Best practice for handling lost external events and resuming paused workflows

Hi Temporal Community,

I have a workflow that pauses while waiting for an asynchronous downstream operation to complete. The downstream system publishes an event to Kafka once the operation is done, and my service listens to this event and triggers a webhook to send a signal to resume the Temporal workflow.

However, there are cases where these downstream events might be lost or not delivered, causing the workflow to remain paused indefinitely and eventually time out.

To handle this, I’m exploring the idea of adding a polling fallback mechanism — so that when the workflow is reset or retried, it can poll the downstream system to verify if the operation has already completed and then resume accordingly.

I wanted to check:

  • Does Temporal provide any built-in support or recommended pattern for handling such scenarios where external signals might be lost?
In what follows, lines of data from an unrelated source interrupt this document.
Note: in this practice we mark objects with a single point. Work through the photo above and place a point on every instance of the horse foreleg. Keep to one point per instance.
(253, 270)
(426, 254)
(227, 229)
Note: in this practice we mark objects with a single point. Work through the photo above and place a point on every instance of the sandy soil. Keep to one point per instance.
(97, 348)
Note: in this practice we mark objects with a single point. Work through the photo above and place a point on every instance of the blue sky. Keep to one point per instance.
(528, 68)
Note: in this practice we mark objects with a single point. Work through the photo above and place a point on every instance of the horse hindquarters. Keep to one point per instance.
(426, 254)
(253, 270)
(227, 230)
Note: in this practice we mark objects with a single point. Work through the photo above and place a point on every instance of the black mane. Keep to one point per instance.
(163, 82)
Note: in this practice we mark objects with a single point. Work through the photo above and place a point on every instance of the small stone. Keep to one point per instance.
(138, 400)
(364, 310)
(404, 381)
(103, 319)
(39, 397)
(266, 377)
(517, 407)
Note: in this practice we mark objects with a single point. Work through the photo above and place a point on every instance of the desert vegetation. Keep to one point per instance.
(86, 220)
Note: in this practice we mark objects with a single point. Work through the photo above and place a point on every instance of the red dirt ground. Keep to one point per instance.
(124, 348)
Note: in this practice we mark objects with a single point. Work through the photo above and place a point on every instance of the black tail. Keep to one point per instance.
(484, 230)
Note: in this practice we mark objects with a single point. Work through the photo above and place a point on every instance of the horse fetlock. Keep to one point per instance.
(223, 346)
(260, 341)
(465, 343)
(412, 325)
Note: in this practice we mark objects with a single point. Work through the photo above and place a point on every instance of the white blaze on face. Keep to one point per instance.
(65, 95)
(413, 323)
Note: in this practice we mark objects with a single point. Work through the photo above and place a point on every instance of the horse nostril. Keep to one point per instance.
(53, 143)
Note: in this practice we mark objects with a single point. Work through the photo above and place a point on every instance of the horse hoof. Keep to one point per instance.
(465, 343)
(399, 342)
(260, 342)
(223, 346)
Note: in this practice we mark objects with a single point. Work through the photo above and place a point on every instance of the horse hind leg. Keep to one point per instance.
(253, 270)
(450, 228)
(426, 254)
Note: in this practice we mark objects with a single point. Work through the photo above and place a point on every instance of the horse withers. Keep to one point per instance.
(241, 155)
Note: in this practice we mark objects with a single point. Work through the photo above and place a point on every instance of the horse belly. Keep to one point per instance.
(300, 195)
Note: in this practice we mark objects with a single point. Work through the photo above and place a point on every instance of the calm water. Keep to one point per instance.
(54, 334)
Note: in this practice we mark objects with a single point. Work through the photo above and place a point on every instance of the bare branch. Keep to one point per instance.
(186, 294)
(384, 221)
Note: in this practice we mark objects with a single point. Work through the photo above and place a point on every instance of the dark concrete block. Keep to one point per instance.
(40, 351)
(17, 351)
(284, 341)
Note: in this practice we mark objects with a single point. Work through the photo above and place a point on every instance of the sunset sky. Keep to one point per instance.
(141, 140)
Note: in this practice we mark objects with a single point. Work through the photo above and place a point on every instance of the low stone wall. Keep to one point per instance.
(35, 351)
  • If not, what would be the best practice to implement this kind of recovery or polling mechanism within a Temporal workflow?

Thanks in advance for your insights!

@maxim Also my polling frequency will be after every 1 hour.

@maxim I’m planning to implement periodic polling that runs every hour. My idea is to create a child workflow responsible for polling and notifying the parent workflow once it completes (as provided in samples-java repo), based on the downstream state. Do you see any potential concerns or drawbacks with this approach?

@maxim I’m implementing a parent workflow that must do two things at once:

  1. Kick off a child workflow that periodically polls some downstream state and returns true when the polling condition is met.

  2. Listen for an external signal that can set a workflowPaused flag at any time.

Current code (simplified):

PollingChildWorkflow childWorkflow =
  Workflow.newChildWorkflowStub(PollingChildWorkflow.class,
    ChildWorkflowOptions.newBuilder().setWorkflowId("ChildWorkflowPoll").build());

boolean success = childWorkflow.exec(pollingIntervalInSeconds);

Workflow.await(() -> success || workflowPaused);

The issue: childWorkflow.exec(...) blocks the parent until the child completes, so the parent can’t concurrently react to signals while the child is polling.

Question : what are the recommended patterns in Temporal to run the polling child and wait for a signal in parallel? For example — should I invoke the child asynchronously, have the child send a signal back to the parent on completion, convert the poller into an activity, use promises/async APIs, or something else? Any example snippets, pitfalls, or best practices would be really helpful.

Hi,

This post shows how to start a child workflow async in Java, Best way to create an async child workflow , sample code here .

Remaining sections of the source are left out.